This is the fifth day of my participation in the More text Challenge. For details, see more text Challenge

I have learned several common garbage collection algorithms. I will take notes here

1. Mark-clear algorithm

The algorithm is divided into two stages: marking and clearing. First, the space that does not need to be reclaimed is marked, and the unmarked part is reclaimed uniformly after the end of marking. It is the most basic recycling algorithm, and the subsequent algorithms are improved on it.

The problem

  1. Waste of space (large amount of discontinuous space debris will be generated after markers are cleared)
  2. The efficiency problem

2. Replication algorithm

The memory is divided into two pieces of the same size, and only one piece is used at a time. When a garbage collection is completed, the living objects are copied to the other piece, and the space used is cleared, and so on.

3. Tag sorting algorithm

According to the characteristics of the old era proposed a marking algorithm, the marking process is still the same as the “mark-clear” algorithm, but the next step is not to reclaim the recyclable objects directly, but to make all the living objects move to one end, and then directly clean up the memory outside the end boundary

4. Generational collection algorithm

Current virtual machine garbage collection is based on a generational collection algorithm, which actually divides the memory into several blocks based on the lifetime of the object.

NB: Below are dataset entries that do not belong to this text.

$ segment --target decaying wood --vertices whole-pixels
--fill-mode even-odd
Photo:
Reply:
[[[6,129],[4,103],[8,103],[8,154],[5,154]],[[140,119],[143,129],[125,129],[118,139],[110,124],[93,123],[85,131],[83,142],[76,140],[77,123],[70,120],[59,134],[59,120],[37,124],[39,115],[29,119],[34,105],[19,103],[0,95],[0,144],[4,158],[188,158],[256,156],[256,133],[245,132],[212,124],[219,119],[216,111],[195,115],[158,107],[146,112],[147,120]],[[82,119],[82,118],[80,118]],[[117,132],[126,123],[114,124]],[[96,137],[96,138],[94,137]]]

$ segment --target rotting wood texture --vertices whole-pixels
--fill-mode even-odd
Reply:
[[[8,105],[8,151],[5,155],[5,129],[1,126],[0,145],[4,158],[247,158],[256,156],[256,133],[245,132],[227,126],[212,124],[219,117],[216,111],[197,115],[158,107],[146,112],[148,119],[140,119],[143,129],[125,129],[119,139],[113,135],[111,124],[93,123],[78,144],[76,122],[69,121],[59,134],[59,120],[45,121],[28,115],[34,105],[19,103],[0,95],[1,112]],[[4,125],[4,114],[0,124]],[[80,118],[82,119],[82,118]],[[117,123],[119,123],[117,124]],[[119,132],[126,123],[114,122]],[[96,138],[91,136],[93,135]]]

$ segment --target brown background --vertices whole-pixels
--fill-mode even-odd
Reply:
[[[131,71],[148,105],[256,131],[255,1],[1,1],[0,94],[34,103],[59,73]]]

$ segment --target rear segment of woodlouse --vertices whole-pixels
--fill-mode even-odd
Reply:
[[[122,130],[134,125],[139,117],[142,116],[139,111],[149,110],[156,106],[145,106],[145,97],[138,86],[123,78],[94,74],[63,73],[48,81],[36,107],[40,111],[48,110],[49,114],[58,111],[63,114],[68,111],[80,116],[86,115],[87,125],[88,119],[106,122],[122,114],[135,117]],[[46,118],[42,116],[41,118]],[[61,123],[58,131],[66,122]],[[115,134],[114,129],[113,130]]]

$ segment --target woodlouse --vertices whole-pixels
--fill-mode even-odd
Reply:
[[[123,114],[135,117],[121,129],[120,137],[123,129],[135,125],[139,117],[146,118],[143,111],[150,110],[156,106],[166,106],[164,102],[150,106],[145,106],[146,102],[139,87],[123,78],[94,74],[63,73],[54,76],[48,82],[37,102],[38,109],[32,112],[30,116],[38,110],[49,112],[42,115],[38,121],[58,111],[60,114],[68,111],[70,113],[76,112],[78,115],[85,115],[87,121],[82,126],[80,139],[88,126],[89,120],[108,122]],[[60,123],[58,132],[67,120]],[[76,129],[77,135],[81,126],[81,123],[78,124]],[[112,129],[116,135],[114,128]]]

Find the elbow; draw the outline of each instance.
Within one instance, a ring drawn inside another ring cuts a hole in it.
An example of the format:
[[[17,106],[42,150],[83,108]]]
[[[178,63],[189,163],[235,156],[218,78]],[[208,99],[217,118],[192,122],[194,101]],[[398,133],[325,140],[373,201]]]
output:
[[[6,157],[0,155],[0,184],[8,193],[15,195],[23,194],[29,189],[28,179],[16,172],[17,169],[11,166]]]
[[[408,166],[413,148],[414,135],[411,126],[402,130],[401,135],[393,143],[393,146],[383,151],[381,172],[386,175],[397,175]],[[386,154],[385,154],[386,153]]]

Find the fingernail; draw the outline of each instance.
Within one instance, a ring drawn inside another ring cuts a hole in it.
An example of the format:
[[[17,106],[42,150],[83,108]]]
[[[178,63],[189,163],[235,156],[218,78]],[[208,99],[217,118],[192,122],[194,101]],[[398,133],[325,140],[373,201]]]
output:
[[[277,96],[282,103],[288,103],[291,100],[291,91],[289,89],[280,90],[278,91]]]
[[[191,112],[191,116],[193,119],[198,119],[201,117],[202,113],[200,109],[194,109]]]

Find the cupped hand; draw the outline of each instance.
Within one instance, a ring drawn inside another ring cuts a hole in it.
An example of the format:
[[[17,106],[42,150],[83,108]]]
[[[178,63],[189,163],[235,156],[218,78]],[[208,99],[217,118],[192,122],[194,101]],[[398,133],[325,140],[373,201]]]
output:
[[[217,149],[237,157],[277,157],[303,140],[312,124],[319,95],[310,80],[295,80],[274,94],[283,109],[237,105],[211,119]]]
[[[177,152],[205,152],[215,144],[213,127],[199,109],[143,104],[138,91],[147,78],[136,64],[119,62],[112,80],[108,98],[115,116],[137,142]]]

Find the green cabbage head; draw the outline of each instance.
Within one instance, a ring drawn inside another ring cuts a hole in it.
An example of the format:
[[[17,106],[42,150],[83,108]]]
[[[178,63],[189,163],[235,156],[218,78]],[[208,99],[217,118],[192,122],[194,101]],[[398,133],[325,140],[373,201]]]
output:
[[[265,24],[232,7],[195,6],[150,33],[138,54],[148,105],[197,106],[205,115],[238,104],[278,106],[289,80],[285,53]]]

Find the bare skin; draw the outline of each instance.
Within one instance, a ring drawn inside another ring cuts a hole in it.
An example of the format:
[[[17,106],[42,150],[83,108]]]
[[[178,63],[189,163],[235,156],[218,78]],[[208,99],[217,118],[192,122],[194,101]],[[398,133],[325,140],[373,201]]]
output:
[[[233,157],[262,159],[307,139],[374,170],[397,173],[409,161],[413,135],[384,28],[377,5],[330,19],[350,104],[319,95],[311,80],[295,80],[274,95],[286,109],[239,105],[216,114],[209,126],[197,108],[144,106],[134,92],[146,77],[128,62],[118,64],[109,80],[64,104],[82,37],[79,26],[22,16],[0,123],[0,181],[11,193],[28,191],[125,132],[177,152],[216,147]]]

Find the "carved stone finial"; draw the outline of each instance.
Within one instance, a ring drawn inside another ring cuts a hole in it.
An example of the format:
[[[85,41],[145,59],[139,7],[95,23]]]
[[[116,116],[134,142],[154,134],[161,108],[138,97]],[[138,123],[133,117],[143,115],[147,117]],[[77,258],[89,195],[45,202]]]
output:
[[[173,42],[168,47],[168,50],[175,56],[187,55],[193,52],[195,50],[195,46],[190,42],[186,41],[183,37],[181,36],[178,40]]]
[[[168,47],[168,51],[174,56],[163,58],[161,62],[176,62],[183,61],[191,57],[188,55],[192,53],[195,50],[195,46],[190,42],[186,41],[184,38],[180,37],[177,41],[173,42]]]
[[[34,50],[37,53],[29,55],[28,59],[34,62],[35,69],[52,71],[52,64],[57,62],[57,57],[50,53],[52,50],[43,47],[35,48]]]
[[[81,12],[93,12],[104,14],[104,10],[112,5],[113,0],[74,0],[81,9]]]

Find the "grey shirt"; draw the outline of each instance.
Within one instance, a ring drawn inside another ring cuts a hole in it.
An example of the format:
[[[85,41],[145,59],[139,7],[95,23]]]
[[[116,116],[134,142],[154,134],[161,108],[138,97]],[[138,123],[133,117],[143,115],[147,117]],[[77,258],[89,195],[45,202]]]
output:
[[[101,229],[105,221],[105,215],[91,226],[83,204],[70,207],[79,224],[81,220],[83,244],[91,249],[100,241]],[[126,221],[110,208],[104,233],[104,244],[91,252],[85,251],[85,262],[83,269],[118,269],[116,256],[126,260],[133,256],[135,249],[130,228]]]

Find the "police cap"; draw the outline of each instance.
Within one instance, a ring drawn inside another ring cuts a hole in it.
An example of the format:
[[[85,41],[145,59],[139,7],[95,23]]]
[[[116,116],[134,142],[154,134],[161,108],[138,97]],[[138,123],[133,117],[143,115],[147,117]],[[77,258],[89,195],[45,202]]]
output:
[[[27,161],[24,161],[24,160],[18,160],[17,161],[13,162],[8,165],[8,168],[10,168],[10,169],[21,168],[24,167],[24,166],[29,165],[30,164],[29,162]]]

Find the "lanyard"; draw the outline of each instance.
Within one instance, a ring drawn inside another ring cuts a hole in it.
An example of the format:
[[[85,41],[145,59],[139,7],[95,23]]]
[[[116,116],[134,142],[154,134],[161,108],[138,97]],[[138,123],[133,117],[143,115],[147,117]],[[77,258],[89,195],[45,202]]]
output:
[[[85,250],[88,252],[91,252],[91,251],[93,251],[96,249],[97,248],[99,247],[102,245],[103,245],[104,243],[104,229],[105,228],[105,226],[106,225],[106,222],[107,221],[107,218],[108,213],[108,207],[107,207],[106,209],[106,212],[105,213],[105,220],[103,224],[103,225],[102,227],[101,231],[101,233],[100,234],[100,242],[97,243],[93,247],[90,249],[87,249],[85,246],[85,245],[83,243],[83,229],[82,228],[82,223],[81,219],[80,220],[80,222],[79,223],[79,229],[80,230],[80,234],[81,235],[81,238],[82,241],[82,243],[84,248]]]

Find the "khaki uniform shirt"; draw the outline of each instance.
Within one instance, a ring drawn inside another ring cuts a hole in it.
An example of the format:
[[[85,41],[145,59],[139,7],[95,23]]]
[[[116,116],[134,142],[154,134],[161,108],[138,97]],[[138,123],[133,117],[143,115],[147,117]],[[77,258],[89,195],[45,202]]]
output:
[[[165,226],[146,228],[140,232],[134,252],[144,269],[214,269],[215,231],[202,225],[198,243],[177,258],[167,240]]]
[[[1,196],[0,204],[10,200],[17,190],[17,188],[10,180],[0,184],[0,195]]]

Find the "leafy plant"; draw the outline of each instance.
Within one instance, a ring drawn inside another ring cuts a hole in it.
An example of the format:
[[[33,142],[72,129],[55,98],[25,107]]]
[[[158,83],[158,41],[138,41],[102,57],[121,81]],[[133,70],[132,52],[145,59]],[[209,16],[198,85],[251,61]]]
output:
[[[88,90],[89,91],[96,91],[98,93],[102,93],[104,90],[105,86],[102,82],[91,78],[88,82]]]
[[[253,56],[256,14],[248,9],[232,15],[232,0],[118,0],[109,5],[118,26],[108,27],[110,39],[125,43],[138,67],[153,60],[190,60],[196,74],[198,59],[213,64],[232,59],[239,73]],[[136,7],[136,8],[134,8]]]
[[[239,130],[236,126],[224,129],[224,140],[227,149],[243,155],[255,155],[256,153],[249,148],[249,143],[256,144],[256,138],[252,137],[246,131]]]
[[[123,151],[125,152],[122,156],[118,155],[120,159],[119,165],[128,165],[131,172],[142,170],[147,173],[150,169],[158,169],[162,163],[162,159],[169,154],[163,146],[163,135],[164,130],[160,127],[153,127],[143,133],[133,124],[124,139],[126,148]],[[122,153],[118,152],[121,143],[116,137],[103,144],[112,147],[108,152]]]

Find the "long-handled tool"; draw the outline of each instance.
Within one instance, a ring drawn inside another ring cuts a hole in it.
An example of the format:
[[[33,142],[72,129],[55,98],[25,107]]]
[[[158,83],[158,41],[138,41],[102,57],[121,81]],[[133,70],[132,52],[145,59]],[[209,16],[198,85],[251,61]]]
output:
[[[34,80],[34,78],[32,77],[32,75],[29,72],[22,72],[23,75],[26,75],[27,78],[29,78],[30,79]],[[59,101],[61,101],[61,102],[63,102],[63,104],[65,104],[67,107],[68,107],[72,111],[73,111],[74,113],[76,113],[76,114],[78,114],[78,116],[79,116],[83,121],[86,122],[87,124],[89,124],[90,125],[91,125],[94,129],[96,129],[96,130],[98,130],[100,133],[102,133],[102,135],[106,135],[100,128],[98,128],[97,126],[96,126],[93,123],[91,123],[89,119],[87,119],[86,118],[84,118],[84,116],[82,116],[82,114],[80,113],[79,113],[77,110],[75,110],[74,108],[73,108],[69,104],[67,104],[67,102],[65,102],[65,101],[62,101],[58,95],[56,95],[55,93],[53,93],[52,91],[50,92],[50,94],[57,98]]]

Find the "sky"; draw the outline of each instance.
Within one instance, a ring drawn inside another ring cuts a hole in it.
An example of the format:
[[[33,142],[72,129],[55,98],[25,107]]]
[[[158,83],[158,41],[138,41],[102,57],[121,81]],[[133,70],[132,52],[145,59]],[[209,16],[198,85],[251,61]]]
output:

Generally, the Java heap is divided into the new generation and the old generation, so that we can choose the appropriate garbage collection algorithm for each generation. For example, in the new generation, a large number of objects die per collection, so you can choose a replication algorithm that can complete each garbage collection with a small amount of object replication cost. Older objects are more likely to survive, and there is no extra space to guarantee their allocation, so we have to choose a mark-clean or mark-clean algorithm for garbage collection.